A Rolls-Royce está a trabalhar num projecto para desenvolver embarcações totalmente automáticas, ou seja, que possam navegar sozinhas, sendo monitoradas apenas via controlo remoto. A tecnologia vem sendo estudada desde 2010, e no início deste ano a empresa lançou um sistema de navegação inteligente para embarcações tripuladas de alto luxo.
Agora, numa parceria assinada com a Intel, o objectivo é aprimorar o sistema de navegação inteligente para que as embarcações estejam prontas para navegar de forma autónoma. Actualmente, o sistema possui uma rede de câmeras doptadas de tecnologia Lidar e de radares, sendo capaz de fazer uma varredura ao redor da embarcação, identificar outros navios e possíveis obstáculos e enviar alertas para a tripulação. Esse sistema já aproveita os recursos fornecidos pelo contrato com a Intel: os dados são processados por chips Xeon e armazenados em SSDs Nand 3D, ambos fabricados pela empresa.

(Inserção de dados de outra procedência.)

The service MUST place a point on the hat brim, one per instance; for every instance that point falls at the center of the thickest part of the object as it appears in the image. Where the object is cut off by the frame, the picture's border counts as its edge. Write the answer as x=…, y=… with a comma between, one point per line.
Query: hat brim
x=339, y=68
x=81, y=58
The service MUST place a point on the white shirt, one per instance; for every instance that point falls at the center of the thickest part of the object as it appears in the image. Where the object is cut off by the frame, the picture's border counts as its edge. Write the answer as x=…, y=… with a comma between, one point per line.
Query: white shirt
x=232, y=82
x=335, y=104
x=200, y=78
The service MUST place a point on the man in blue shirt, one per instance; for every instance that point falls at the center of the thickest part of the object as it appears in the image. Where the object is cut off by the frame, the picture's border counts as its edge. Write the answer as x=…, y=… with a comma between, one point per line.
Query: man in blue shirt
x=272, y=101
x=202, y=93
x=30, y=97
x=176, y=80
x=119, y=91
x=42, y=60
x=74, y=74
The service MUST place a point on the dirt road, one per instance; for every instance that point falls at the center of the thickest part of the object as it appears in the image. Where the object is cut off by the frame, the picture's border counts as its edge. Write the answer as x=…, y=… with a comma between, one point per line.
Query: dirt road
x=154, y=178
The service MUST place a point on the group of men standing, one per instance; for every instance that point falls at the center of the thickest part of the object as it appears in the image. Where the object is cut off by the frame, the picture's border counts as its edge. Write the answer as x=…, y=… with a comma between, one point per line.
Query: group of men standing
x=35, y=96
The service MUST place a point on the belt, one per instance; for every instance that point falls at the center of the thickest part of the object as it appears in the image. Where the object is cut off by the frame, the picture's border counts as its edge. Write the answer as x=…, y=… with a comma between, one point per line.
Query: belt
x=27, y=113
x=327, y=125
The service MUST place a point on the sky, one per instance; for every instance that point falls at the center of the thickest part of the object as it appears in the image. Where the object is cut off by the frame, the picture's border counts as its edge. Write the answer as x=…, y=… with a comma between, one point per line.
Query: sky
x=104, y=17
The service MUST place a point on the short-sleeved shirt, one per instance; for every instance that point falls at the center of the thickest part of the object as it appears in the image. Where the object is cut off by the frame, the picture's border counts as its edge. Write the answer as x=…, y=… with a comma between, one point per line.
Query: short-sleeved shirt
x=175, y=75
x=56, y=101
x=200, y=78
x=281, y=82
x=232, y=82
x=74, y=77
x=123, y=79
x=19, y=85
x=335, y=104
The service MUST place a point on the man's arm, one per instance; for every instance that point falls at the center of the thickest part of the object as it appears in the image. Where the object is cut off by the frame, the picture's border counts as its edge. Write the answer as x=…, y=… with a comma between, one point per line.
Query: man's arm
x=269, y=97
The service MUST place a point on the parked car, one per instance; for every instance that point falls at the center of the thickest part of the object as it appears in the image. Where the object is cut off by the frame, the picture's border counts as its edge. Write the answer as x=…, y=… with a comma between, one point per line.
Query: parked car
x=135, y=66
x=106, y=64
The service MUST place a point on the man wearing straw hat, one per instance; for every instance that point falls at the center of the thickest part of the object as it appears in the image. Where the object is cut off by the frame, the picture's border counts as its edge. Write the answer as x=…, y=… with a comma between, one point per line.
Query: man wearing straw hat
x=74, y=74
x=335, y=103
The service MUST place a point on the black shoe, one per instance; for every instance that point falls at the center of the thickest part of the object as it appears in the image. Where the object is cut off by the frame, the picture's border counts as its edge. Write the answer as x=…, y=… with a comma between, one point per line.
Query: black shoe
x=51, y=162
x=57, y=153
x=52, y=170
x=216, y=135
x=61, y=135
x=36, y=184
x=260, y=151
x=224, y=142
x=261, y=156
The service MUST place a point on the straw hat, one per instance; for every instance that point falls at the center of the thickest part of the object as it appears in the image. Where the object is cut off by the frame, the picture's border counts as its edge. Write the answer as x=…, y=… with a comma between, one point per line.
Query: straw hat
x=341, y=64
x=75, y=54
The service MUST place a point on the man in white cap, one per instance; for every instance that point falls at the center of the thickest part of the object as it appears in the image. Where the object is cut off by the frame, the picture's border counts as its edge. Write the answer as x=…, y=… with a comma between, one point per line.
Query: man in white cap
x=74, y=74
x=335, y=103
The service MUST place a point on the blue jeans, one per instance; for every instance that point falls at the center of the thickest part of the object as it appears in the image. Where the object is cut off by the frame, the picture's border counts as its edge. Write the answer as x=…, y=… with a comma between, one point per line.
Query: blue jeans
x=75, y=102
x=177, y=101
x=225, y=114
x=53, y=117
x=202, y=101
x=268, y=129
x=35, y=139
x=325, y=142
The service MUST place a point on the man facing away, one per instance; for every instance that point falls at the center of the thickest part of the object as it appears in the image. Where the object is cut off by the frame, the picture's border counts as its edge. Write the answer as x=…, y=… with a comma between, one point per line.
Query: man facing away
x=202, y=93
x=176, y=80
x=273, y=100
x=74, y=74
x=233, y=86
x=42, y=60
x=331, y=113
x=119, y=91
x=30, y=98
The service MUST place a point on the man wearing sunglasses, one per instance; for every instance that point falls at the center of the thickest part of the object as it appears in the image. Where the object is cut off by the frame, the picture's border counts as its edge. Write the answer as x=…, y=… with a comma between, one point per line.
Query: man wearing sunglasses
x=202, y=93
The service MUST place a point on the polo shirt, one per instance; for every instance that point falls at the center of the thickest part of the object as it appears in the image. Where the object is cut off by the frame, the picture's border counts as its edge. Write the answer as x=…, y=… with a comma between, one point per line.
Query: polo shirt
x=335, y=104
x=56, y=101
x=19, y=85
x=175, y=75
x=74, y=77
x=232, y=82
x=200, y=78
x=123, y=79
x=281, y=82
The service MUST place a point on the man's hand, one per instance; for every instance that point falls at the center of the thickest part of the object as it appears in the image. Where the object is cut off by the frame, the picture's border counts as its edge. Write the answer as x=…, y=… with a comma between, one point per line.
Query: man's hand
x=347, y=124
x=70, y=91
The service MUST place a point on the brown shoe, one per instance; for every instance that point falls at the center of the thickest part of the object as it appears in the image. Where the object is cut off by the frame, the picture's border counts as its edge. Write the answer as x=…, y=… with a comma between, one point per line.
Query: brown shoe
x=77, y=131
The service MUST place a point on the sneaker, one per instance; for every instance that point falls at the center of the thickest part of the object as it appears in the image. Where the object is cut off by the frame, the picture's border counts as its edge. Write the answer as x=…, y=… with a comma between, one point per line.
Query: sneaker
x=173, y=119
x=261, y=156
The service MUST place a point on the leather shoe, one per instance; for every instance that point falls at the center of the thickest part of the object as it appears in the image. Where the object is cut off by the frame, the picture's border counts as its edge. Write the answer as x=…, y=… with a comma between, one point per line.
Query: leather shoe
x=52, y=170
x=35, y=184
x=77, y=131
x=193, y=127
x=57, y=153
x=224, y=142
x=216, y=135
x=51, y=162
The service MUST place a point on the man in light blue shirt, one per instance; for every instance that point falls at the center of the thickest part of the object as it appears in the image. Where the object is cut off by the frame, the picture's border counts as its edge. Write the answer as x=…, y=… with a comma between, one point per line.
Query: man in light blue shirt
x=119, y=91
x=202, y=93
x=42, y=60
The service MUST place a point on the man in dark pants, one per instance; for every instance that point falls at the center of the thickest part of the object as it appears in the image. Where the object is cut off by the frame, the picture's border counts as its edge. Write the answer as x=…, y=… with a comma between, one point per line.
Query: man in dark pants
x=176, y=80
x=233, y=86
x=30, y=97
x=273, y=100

De acordo com Kevin Daffey, director de inteligência de navios da Rolls-Royce, o sistema tem ajudado a manter a segurança das tripulações, pois consegue classificar automaticamente outras embarcações que se aproximam, inclusive em más condições de visibilidade, e é útil em situações de ancoragem.

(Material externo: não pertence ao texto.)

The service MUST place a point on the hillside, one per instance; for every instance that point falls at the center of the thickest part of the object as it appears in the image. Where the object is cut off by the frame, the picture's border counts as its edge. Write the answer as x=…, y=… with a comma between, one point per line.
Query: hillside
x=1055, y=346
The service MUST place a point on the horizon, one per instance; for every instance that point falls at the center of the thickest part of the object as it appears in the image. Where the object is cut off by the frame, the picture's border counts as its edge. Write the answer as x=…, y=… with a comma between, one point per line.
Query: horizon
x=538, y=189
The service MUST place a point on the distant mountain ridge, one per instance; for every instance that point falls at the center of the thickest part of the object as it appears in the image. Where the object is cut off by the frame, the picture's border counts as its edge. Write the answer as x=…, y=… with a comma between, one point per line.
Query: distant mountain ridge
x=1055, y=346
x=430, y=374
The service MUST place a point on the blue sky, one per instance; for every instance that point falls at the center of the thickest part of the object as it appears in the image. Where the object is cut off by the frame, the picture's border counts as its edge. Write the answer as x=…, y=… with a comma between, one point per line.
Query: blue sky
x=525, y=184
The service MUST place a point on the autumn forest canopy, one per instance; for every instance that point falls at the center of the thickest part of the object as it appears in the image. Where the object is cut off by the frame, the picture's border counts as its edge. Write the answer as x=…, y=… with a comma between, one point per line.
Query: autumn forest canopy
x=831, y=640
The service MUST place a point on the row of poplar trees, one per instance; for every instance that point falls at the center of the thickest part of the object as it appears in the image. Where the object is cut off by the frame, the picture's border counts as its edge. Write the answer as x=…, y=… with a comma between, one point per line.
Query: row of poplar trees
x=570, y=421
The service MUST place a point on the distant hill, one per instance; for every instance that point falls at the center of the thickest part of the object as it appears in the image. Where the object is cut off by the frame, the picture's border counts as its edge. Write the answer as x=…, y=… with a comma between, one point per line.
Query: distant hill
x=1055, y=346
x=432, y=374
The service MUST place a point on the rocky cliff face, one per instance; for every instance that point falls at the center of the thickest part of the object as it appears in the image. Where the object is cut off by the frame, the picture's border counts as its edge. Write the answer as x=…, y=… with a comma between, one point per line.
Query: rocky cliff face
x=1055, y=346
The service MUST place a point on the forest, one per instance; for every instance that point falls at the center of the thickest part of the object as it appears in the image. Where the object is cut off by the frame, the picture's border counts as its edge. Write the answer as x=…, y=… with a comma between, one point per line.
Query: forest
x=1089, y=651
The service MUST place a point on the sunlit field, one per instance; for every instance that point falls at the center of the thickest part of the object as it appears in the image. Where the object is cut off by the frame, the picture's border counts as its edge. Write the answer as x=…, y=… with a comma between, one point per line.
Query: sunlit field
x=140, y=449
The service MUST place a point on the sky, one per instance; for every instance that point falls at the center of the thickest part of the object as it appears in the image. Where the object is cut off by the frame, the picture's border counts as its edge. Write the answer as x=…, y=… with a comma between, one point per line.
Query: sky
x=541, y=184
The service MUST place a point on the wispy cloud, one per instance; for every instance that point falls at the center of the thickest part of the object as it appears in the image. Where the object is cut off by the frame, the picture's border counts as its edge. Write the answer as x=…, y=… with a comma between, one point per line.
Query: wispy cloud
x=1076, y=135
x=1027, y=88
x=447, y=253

Daqui em diante, o foco da companhia é transformar o sistema de navegação existente numa tecnologia capaz de substituir completamente a tripulação.
Para Daffey, o primeiro passo já foi dado. Os próximos desafios vão girar em torno da criação de uma legislação internacional para controlar a implantação de navios autónomos. Segundo ele, será possível ter embarcações operadas por controlo remoto dentro de aproximadamente dois anos, mas apenas em regiões costeiras.